Mingus en Enfer
Mingus en Enfer
This meat is the blues,
meat my favorite, a color—
the running blues bleeding red. These are reds
victorious in autumn, from now on there shall be
no more virgins, and no more marriages
when the street lamps stab the pools of water
in the gutters green, in the orchard flashing money—
the jungle in the pink clubs beneath the curb.
Taxis! Stop to hear him, pound and hop, Duke’s piano,
the upright coffin of rumbling stallion’s strings
break and curl, crack and split, lengthen lacerate an eye
with the drummer’s fluid crashes and booming toms.
Charlie Mingus growls a throated cry a tremulous shudder—
a full bodied wine the Spanish waiter flies to bring
to table for twelve guests of maybe sixes, sevens, nines.
The swaggering devil lays his head against a wall,
music is his coronation of roses—yet I remember
confusion, sifting a comprehensible honor and beauty—yet
music, making speech unable; sent far away and alone;
our pupils were white-a-freezes as if we’d seen God. My God.
Abigail Adams held her children in the threadbare Massachusetts winter
and the British cannon showed no sign of slowing,
the ground molted no feathers—and the boats brought no coffee.

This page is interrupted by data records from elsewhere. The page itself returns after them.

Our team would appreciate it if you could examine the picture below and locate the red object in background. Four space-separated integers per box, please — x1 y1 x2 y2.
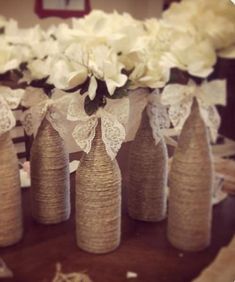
35 0 91 19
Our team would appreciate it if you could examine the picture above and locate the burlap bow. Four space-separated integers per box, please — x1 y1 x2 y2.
67 94 129 159
161 80 226 142
0 86 24 135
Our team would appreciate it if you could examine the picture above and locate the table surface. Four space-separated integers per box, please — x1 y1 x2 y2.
0 166 235 282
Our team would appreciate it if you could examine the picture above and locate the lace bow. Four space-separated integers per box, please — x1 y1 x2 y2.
67 94 129 160
128 88 170 145
0 86 24 135
22 87 71 139
147 89 170 145
161 80 226 142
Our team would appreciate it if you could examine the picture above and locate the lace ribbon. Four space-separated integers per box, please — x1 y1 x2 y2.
22 87 72 139
0 86 24 135
161 79 226 142
67 94 129 159
128 88 170 145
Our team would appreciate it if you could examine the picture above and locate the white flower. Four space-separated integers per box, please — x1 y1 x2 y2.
88 45 127 95
65 44 127 99
0 38 22 73
161 33 216 77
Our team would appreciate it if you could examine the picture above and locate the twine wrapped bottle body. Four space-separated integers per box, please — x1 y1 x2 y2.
30 118 71 224
168 100 213 251
128 109 168 222
0 132 23 247
76 122 121 254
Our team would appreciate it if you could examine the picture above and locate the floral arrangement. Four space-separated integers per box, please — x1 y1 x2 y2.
0 0 235 148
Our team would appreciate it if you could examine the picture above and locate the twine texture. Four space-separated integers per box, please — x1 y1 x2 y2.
30 118 71 224
0 132 23 247
128 109 168 222
76 120 121 254
168 99 213 251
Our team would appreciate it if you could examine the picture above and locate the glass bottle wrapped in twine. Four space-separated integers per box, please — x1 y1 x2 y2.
0 132 23 247
76 123 121 253
30 118 71 224
68 95 129 254
23 88 71 224
0 87 23 247
128 108 168 221
167 100 213 251
162 80 226 251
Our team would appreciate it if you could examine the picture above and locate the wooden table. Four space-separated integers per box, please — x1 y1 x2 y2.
0 148 235 282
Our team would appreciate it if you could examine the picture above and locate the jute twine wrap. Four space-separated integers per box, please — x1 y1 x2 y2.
30 118 71 224
0 132 23 247
168 100 213 251
128 109 168 221
76 122 121 254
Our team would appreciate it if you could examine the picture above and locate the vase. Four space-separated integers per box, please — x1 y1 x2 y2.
127 108 168 222
76 121 121 254
30 118 71 224
167 99 213 251
0 132 23 247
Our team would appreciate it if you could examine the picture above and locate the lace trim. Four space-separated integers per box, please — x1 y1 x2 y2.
67 94 129 159
162 80 226 142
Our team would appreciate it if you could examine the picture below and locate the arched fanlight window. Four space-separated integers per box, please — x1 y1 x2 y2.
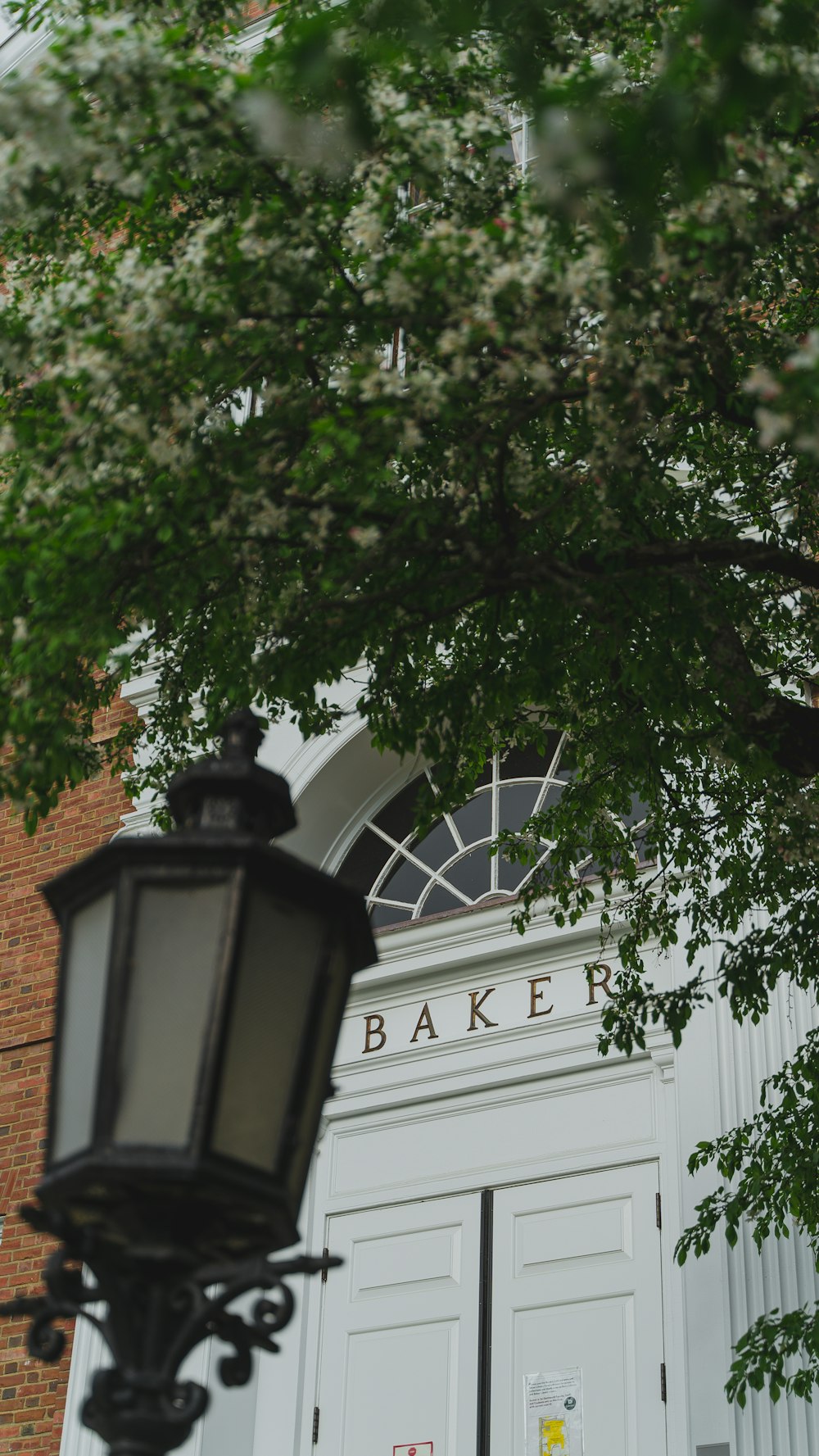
337 734 643 928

Providence-God’s winter gladness was a labyrinth of quiet madness—
and Charlie Mingus perched harpy atop a HiFi speaker at our side—
our intimates mad swollen—limbs congealed—impotent on fire—we were
souls cleft. My lover’s affluence crumbled slowly with every passing beat.

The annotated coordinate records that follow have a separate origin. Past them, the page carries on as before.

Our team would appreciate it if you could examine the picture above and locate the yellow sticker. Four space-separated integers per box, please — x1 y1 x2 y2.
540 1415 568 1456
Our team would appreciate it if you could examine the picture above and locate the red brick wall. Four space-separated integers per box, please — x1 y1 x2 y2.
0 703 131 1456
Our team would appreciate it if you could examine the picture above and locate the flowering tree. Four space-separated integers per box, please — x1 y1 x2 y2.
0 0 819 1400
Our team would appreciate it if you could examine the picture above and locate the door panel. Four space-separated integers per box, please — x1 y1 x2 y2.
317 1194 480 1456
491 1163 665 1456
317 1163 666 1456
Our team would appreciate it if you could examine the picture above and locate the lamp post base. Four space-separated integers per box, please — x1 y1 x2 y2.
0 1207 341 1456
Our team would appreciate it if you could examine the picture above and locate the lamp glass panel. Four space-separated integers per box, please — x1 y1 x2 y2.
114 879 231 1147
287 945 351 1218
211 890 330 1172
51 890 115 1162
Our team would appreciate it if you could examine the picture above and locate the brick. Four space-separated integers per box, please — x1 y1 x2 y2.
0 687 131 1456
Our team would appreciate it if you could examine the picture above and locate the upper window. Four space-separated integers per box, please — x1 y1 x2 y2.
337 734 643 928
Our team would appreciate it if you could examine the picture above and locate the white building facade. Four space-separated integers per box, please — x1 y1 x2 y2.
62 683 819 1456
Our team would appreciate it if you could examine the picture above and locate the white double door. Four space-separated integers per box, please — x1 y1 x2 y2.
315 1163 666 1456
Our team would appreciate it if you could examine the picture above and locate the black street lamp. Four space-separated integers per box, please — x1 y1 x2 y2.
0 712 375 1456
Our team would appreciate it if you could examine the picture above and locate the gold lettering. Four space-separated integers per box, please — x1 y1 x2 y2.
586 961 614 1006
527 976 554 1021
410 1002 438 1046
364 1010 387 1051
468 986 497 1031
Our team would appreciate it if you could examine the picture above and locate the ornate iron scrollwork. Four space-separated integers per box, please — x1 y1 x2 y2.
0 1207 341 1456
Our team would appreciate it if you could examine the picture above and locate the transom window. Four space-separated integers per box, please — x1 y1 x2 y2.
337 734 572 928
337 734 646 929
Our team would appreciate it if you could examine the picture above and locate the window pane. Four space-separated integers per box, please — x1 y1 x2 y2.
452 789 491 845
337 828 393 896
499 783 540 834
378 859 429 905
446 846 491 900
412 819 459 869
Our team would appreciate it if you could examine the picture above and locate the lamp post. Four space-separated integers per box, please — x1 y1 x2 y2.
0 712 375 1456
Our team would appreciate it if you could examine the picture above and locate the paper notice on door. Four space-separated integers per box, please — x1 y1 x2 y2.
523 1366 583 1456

The voices of Continental soldiers swelled through the bay whispering—
Mingus—hell. Mingus—blues. Mingus—angel, beautiful and Black.
Mingus—hornet buzzing SoCal sun to a swing and flamenco strum: castanet, guitar, dancer, and drum.

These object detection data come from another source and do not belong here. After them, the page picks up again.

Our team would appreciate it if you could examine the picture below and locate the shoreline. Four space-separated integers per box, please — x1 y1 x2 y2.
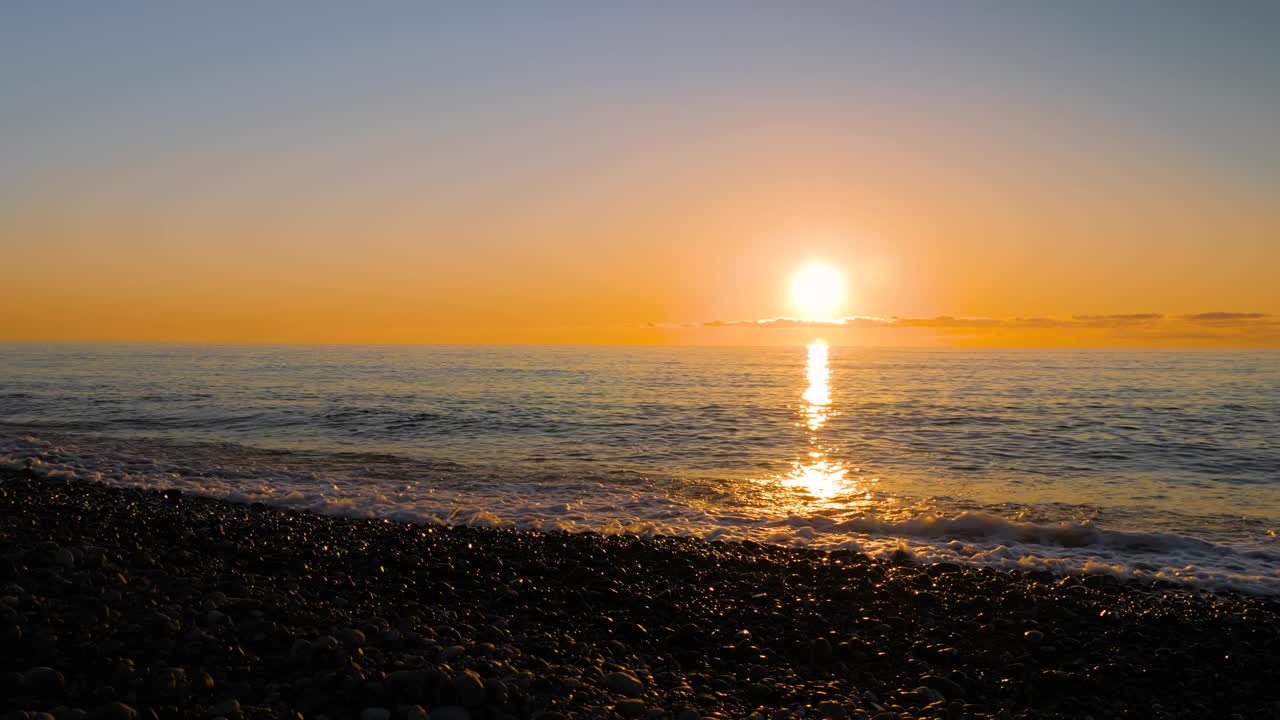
0 471 1280 720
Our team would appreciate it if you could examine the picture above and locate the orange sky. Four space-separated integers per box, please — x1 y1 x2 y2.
0 4 1280 346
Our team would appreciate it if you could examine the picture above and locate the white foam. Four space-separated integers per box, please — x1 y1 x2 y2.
0 427 1280 594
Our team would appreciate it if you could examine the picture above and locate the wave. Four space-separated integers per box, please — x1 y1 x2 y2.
0 427 1280 594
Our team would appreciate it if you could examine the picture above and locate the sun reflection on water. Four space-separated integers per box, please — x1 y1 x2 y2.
782 340 856 500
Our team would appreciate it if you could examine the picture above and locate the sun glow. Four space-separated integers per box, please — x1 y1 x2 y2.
787 260 845 320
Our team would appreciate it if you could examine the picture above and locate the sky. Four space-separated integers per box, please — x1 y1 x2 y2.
0 0 1280 346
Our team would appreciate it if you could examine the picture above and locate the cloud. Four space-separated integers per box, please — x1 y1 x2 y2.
650 311 1280 345
1179 313 1271 323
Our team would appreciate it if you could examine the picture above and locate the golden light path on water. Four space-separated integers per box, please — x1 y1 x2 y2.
782 340 859 501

We saw red spilling on the fields once green, will my Friend return from
Congress in Philadelphia? We’d seen the scrim of morning lit over the East—
Mingus—now a Nor’easter beating the shore’s eggs and lemons into an emulsion.
Have you ever been married to a musician?
Your dowry is a city of dances
where nothing ever happens.
Old leftovers, fresh sandwiches.
Tongue-tied.
Perhaps
next time we should spend time alone in a cabin, surrounded by crickets—
the loudest silence possible.
12 thoughts on "Mingus en Enfer"
Leave a Reply
You must be logged in to post a comment.
Crazy weave here.
Your mind is a wondrous thing, Manny. These gazelle leaps—from autumn leaves to Mingus to Abigail Adams to that cabin—are quite a ride! The reader has to buckle his seatbelts, it’s going to be a bumpy night.
Kevin Nance! glad you caught the Autumn Leaves reference – although that is Cannonball Adderly’s most famous recording, not Duke/ (Roach) /and Mingus. I buried one of their records in there, and a solo Mingus that is unmistakable–but you’d have to be a serious freak for the bandleader to catch it. I don’t know where Abigail came from!!! She said “let me in!!!”
I love the weave. Afterall, it’s jazz. I Iike the insertion of Abigail Adams. How random is that? I appreciate the quiet and unexpected ending.
You want to know where I was aurally and metaphysically for the “loudest silence possible?”
In Gloria’s Rest.
Yes! Although sometimes the wind blows through the leaves outside in a most beguiling way.
of course, take me there. . .
“Perhaps next time we should spend time alone in a cabin, surrounded by crickets— the loudest silence possible.”
This is jazz. These lines in particular sends chills … “Duke’s piano, / the upright coffin of rumbling stallion’s strings.”
That forth stanza set my head on fire: the soldiers whispering. I mean, heck. These movements work and intrigue me. The sounds are jazz.
Mingus in the underworld? Manny, your computer types out jazz. How is that possible? Enjoyed this so much!
Solid poem. Well done!
The work you can generate in a poem-a-day format is breathtaking, Manny. Great work.